Le seigneur Faruskiar, Ghangir et les quatre Mongols ont été des premiers à sauter hors des wagons. Tous sont postés sur la voie, le kandjiar d’une main, le revolver de l’autre. Nul doute, un coup a été préparé pour mettre le train au pillage.

En effet, les rails manquent sur une longueur de cent mètres environ, et la locomotive, après avoir buté contre les traverses, s’est arrêtée devant un monticule de sable.

«Comment! le chemin de fer n’est pas achevé… et l’on m’a donné un billet de Tiflis à Pékin?… Et j’ai pris ce Transasiatique pour gagner neuf jours sur mon tour du monde?»

A ces phrases jetées en allemand à l’adresse de Popof, j’ai reconnu la voix de l’irascible baron. Mais, cette fois, c’est à d’autres que les ingénieurs de la Compagnie qu’il aurait dû adresser ses reproches.

Nous interrogeons Popof, tandis que le major Noltitz ne cesse d’observer le seigneur Faruskiar et les Mongols.

«Le baron a tort, nous répond Popof. Le railway est entièrement achevé, et si cent mètres de rails ont été enlevés en cet endroit, c’est dans une intention criminelle…

– Pour arrêter le train… me suis-je écrié.

– Et pour voler le trésor qu’il emporte à Pékin!… réplique M. Caterna.

– Cela n’est pas douteux, dit Popof. Soyons prêts à repousser une attaque…

– Est-ce donc à Ki-Tsang et à sa troupe que nous avons affaire?» me suis-je écrié.

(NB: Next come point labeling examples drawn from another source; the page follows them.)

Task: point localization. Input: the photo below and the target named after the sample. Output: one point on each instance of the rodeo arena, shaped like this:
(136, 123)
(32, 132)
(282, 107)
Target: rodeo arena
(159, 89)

Ki-Tsang!… ce nom court maintenant parmi les voyageurs et suffit à déterminer une épouvante inexprimable.

En ce moment, le major me dit à voix basse:

«Pourquoi Ki-Tsang… plutôt que le seigneur Faruskiar?…

– Lui, un administrateur du Transasiatique…

– Dame, s’il est vrai que la Compagnie ait fait entrer quelques anciens chefs de bandes dans son conseil pour mieux assurer la circulation des trains…

– Je ne croirai jamais cela, major!

– Comme vous voudrez, monsieur Bombarnac. Mais certes, le Faruskiar savait que ce prétendu fourgon funéraire contenait des millions…

– Allons, major, ce n’est pas l’heure de plaisanter!…»

Non!… c’est l’heure de se défendre, on se défendra courageusement.

L’officier chinois a disposé ses hommes autour du wagon au trésor. Ils sont une vingtaine, et, nous autres voyageurs, non compris les femmes, une trentaine. Popof distribue les armes, qui ont été emportées en cas d’attaque. Le major Noltitz, M. Caterna, Pan-Chao, Fulk Ephrinell, mécanicien et chauffeur, voyageurs asiatiques et européens, tous sont résolus à combattre pour le salut commun.

Sur la droite de la voie, à une centaine de pas, s’étendent des halliers épais et profonds, sortes de jungles suspects, où, sans doute, sont cachés les bandits, attendant le moment de se précipiter sur le railway.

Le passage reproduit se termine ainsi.